Kobi ties these explorations into archetypes—especially planetary ones. It’s not just about ingesting something for effect. It’s about Saturn, Venus, and Mercury. About how the dark archetypes resonate through the body and psyche via the chemistry of plants. He begins with Part One: “What Is the Poison Path?” Here, foundational knowledge is laid—ethnology, ethnobotany, and an especially intriguing term: Solanaceae.

Solanaceae—think nightshades. Think flying ointments. Think the devil’s school in the Carpathian Mountains. These aren’t just academic references. Kobi dives into cultural mythos, magical traditions, and real chemistry. For instance, the witches’ flying ointment is treated with respect and curiosity, exploring the blend of charcoal, oils, and psychoactive alkaloids that might’ve been absorbed transdermally through the use of broomsticks in “specific positions.”

He outlines the three ways of the Poison Path, introducing archetypes alongside plants. Saturn gets the baneful herbs. Venus explores love and seduction. Mercury leads us to trickery and altered cognition. Each section is rich with lore and botanical detail.

He moves into the closing segment—other magical plants used as catalysts, euphorics, or purifiers. It’s all there. And it ends with practical wisdom: walking the Crooked Path. Cultivating the “other” garden. Harvesting responsibly. Preparing ritual formulas. It’s not just poetic—it’s grounded.

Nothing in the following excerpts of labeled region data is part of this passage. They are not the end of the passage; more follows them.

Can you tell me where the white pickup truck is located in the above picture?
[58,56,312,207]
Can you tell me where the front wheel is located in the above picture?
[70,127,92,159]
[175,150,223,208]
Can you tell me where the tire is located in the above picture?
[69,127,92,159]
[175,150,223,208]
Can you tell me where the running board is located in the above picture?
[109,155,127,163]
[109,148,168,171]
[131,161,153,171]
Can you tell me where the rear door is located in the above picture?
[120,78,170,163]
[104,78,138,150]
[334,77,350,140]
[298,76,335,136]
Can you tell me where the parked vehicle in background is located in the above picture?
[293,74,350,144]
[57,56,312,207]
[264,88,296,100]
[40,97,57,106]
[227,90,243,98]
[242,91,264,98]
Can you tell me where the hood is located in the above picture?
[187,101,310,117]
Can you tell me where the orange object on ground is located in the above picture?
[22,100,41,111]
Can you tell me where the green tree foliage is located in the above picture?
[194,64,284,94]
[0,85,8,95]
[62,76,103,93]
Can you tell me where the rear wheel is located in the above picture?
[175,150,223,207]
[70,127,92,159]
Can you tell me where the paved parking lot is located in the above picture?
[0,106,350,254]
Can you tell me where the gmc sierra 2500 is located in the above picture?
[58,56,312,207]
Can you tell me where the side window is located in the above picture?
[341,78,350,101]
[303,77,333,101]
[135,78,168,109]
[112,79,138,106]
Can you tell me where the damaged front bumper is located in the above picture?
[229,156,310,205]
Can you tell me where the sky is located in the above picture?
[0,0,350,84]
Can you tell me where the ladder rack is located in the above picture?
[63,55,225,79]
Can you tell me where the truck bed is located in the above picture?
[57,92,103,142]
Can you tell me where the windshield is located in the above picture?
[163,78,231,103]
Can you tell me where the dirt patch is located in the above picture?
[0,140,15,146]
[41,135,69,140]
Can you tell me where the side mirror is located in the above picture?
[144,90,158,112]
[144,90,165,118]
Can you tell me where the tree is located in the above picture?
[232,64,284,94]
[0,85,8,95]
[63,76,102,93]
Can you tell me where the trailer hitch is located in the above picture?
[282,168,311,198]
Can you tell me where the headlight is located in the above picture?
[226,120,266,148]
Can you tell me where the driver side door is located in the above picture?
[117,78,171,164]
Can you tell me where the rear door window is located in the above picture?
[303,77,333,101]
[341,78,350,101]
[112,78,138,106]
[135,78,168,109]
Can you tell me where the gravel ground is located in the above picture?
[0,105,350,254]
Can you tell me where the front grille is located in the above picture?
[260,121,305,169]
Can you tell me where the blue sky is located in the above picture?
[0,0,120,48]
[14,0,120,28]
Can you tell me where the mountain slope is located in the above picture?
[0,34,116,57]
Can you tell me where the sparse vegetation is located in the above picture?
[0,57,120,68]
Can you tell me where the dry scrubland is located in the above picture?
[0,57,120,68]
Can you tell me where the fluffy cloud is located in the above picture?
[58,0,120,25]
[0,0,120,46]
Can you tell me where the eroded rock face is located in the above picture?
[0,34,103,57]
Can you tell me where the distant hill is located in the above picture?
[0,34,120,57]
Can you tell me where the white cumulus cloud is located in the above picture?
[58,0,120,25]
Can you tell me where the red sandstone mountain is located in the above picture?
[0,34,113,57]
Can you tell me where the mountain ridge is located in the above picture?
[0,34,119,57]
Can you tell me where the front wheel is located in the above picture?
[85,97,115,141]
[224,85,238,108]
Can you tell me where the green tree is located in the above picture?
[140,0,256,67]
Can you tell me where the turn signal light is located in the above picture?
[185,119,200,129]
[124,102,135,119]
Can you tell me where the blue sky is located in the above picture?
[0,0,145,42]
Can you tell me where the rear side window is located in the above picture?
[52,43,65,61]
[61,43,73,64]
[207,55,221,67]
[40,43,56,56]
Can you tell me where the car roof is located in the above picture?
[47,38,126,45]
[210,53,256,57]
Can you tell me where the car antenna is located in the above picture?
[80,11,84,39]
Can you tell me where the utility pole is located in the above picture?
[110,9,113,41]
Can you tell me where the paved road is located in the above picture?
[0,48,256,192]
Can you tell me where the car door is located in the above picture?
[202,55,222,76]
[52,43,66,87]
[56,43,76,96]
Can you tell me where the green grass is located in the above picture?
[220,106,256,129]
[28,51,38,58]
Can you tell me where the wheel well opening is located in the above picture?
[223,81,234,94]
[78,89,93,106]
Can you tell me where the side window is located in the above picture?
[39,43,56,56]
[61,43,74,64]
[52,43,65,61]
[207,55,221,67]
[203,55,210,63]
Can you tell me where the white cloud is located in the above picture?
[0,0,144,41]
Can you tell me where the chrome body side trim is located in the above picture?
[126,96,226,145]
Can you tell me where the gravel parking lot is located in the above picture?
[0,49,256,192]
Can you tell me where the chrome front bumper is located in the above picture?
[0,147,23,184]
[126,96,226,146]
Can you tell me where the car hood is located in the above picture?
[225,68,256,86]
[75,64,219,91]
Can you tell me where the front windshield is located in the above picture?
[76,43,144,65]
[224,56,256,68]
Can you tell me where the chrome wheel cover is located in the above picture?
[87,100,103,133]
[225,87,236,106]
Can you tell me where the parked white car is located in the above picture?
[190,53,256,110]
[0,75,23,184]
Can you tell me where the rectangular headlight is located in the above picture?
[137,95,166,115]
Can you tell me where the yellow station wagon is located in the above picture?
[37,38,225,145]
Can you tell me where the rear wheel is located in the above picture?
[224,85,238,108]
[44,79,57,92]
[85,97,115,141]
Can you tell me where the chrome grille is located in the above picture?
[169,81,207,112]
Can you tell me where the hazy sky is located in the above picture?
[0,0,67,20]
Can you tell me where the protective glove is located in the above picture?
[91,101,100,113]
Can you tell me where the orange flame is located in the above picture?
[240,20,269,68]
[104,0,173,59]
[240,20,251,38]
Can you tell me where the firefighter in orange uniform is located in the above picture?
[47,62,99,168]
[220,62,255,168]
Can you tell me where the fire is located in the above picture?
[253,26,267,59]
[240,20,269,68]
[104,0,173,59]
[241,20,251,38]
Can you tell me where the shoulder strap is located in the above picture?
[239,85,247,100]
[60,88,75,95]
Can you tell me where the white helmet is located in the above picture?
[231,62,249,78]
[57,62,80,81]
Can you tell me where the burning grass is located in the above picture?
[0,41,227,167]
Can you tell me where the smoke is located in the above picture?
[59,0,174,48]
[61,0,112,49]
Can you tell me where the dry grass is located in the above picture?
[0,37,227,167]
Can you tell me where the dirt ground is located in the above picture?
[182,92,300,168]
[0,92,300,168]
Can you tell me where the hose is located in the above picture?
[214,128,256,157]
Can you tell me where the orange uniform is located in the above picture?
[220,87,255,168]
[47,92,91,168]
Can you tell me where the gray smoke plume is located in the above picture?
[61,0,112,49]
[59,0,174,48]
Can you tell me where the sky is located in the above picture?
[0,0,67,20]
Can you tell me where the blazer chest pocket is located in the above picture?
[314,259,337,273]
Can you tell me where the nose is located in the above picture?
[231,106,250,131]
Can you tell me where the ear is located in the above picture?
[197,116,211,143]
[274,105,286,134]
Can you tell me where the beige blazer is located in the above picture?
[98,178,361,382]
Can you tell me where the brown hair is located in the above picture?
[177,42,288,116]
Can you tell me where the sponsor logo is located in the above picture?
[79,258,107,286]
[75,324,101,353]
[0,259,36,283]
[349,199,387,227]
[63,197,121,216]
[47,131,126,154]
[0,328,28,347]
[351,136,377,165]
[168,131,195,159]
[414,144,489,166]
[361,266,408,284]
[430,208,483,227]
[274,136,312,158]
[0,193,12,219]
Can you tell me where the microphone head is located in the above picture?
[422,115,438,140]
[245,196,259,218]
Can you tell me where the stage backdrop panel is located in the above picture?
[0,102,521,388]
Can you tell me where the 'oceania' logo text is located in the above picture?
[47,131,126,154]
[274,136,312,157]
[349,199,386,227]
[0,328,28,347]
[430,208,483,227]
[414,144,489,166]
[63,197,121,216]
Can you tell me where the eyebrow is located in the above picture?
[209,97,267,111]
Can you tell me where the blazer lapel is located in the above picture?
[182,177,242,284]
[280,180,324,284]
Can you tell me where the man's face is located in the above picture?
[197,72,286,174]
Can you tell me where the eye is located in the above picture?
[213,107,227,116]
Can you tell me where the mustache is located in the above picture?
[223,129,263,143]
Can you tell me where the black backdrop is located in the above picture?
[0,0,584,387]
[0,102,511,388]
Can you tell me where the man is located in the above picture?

It’s dirty fingernails and distillation flasks. It’s botanical witchcraft with both feet in history and both hands in the soil.

The book is not just magical, but medicinal and political. It gives deep botanical context—scientific references, traditional uses, and cautions. It’s a field guide to dangerous beauty. The flying ointment recipe alone—while speculative—is plausible, and provides a solid base for further experimentation (with caution!).

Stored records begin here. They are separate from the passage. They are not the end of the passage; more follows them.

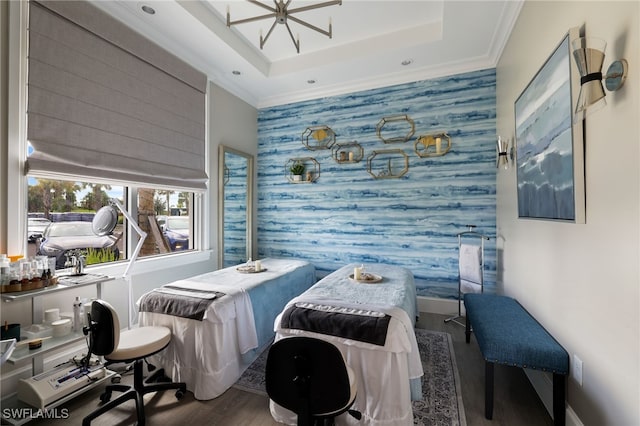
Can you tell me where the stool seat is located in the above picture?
[105,326,171,361]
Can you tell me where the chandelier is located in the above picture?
[227,0,342,53]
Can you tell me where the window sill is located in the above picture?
[80,250,214,277]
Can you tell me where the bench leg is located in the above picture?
[464,313,471,343]
[553,373,566,426]
[484,361,494,420]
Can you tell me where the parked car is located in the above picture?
[37,222,120,269]
[27,217,51,243]
[158,216,191,251]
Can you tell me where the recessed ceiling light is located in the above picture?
[141,4,156,15]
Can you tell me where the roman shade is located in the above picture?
[26,1,208,191]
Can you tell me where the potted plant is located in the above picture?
[289,160,305,182]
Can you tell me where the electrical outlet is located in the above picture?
[571,354,582,386]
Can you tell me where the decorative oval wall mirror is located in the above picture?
[218,145,253,268]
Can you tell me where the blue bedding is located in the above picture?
[304,263,418,326]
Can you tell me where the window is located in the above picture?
[7,2,208,272]
[25,177,193,269]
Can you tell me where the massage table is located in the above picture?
[270,264,423,426]
[138,258,316,400]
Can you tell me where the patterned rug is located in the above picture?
[234,329,467,426]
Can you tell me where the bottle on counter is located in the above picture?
[0,254,11,285]
[73,296,82,332]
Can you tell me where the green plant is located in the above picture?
[289,161,305,175]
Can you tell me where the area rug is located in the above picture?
[234,329,467,426]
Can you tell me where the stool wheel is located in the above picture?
[100,391,111,402]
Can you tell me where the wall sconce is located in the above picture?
[496,136,513,170]
[571,37,628,122]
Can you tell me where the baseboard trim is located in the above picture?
[524,368,584,426]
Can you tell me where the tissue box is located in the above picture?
[22,324,53,339]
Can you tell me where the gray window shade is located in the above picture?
[26,1,207,190]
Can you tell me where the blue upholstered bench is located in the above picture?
[464,293,569,425]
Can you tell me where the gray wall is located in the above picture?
[497,1,640,425]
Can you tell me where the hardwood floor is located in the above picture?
[29,313,553,426]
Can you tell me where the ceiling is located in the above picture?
[94,0,522,108]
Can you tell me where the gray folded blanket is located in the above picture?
[140,286,224,321]
[280,304,391,346]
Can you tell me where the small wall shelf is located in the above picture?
[302,125,336,151]
[331,141,364,164]
[284,157,320,183]
[376,114,416,143]
[413,133,451,158]
[367,149,409,179]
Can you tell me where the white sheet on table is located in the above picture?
[138,259,309,400]
[270,295,424,426]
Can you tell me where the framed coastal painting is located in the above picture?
[515,28,585,223]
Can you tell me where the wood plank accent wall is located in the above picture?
[257,69,496,298]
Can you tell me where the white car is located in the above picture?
[27,217,51,243]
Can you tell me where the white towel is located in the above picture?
[460,280,482,294]
[458,244,482,284]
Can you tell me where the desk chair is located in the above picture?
[82,300,187,426]
[265,337,362,425]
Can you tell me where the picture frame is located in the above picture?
[514,28,585,223]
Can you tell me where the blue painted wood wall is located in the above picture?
[257,69,496,298]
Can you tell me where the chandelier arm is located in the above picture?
[247,0,278,13]
[287,15,332,38]
[284,22,300,53]
[260,21,278,49]
[287,0,342,17]
[227,12,276,27]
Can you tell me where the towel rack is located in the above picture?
[444,225,489,327]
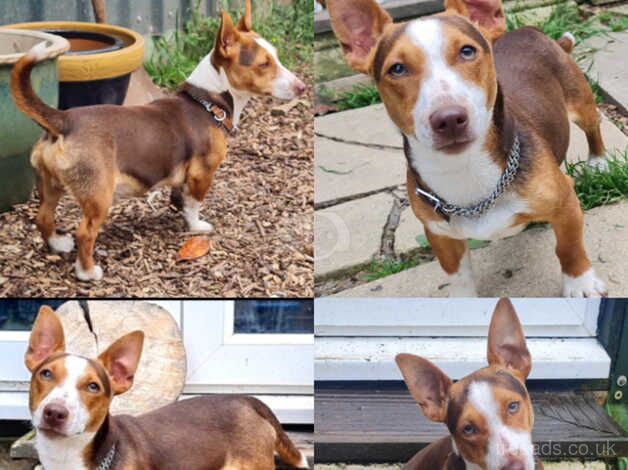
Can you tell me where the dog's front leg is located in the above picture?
[425,227,478,297]
[549,176,606,297]
[74,187,113,281]
[183,158,218,233]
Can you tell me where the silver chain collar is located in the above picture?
[96,444,116,470]
[415,135,521,217]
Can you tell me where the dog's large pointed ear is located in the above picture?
[24,305,65,372]
[238,0,253,33]
[445,0,506,44]
[98,331,144,395]
[216,10,238,57]
[487,299,532,380]
[327,0,392,73]
[395,354,452,422]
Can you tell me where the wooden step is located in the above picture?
[314,384,628,463]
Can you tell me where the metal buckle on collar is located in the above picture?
[414,135,521,217]
[212,108,227,123]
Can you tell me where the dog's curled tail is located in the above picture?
[11,42,66,136]
[250,398,310,468]
[556,32,576,54]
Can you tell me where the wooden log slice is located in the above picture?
[57,300,186,415]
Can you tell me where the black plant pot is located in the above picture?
[46,29,131,109]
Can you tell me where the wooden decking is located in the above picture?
[315,386,628,463]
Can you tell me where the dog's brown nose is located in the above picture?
[43,403,70,428]
[430,105,469,139]
[293,79,305,96]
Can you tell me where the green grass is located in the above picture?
[145,0,314,89]
[506,3,609,44]
[566,149,628,210]
[336,85,382,111]
[362,255,420,282]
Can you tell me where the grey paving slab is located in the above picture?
[314,193,393,276]
[314,137,406,204]
[337,203,628,297]
[314,104,403,148]
[588,32,628,109]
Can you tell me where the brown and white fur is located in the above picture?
[11,0,305,281]
[396,299,543,470]
[327,0,606,297]
[25,306,308,470]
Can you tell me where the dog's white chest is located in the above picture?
[427,193,528,240]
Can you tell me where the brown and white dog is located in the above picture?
[395,299,543,470]
[25,306,308,470]
[327,0,606,297]
[11,0,305,280]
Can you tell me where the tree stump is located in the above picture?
[57,300,186,415]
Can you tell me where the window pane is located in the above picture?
[234,300,314,334]
[0,300,65,331]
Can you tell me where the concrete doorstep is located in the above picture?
[314,462,606,470]
[337,202,628,297]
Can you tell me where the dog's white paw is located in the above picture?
[449,248,478,297]
[188,220,214,233]
[563,268,607,297]
[587,155,608,171]
[48,234,74,253]
[74,259,103,281]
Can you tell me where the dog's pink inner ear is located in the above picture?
[395,354,452,422]
[216,10,238,57]
[24,305,65,372]
[487,299,532,380]
[327,0,392,73]
[238,0,253,32]
[98,331,144,395]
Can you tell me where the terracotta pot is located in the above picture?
[0,28,70,212]
[10,21,144,109]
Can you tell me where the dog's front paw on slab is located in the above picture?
[74,260,103,281]
[48,235,74,253]
[563,269,608,297]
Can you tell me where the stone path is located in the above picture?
[315,33,628,295]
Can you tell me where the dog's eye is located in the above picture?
[460,44,477,60]
[508,401,519,415]
[388,63,408,77]
[462,424,475,436]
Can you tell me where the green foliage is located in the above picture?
[337,85,381,111]
[145,0,314,88]
[566,149,628,210]
[363,255,420,282]
[506,2,609,44]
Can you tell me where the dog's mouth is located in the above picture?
[37,424,68,439]
[434,137,473,155]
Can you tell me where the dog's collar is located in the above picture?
[181,82,239,135]
[412,135,521,218]
[96,443,116,470]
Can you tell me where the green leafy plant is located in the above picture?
[145,0,314,88]
[566,148,628,210]
[337,85,382,111]
[363,255,420,282]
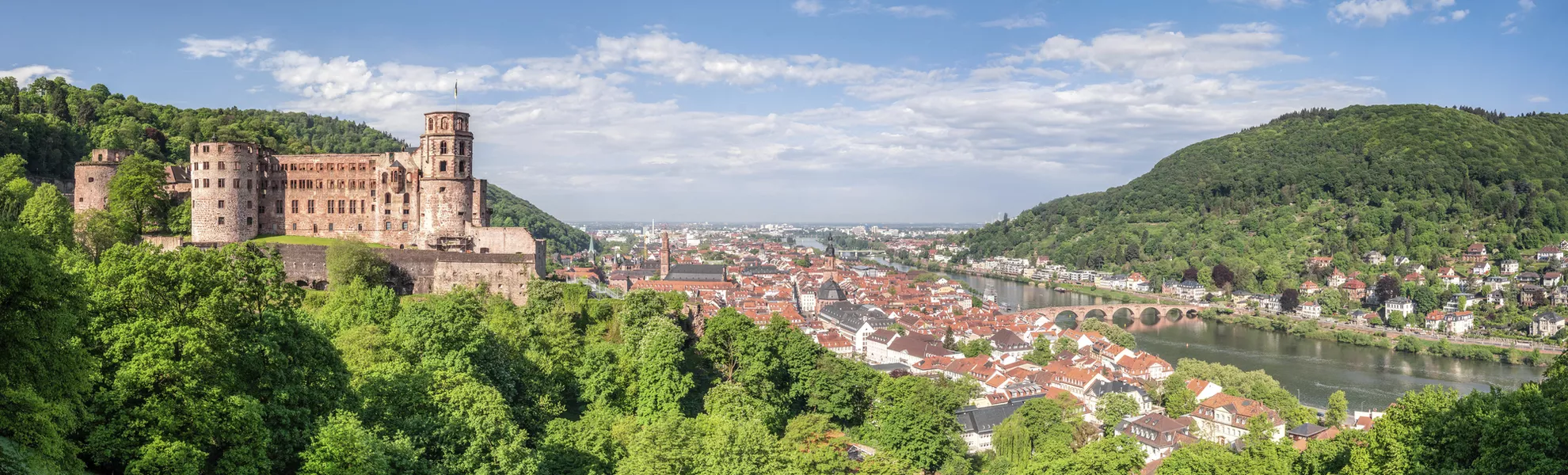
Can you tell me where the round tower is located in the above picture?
[190,142,267,243]
[417,112,474,248]
[70,149,131,213]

The magic of the book lies in the interweaving of planetary archetype, plant chemistry, and psycho-spiritual impact. Belladonna. Aconite. Mandrake. These plants are discussed not just in terms of effect, but in terms of consciousness, ecosystem, and initiation.

Whether you’re walking the Left Hand Path, deepening your ritual plant work, or seeking to ground your practice in both science and gnosis, this book delivers. Even if you’re not ingesting a thing, it becomes a brilliant reference for ritual use, energy work, and plant spirit connection.

It includes exact measurement discussions, identification of growing locations, extraction methods, and preparation of tinctures and oils. These are gifts for both the practical herbalist and the psychonaut alike.

This is a powerful book. It will awaken your curiosity, sharpen your respect, and deepen your understanding of the path most dare not tread. Whether you’re a witch, an herbalist, a magician, or a seeker of the forbidden fruit—this is a key to the garden.

Meet Coby Michael
Coby Michael is a practitioner of the Poison Path of occult herbalism and a cultivator of entheogenic herbs. He contributes to the Pagan Archives at Valdosta University, writes regularly for The House of Twigs, and maintains a blog, Poisoner’s Apothecary, on Patheos Pagan. He teaches classes and online workshops on plant magic, baneful herbs, and traditional witchcraft. He lives in Florida.

“Saturn teaches through hardship, Venus through seduction, Mercury through chaos—and all through the body.”

“This is not folklore alone. This is medicine, chemistry, myth, and soul—converging in the sacred poison.”

 

“The Crooked Path winds through garden and grave. Those who walk it learn to cultivate shadow as sacrament.”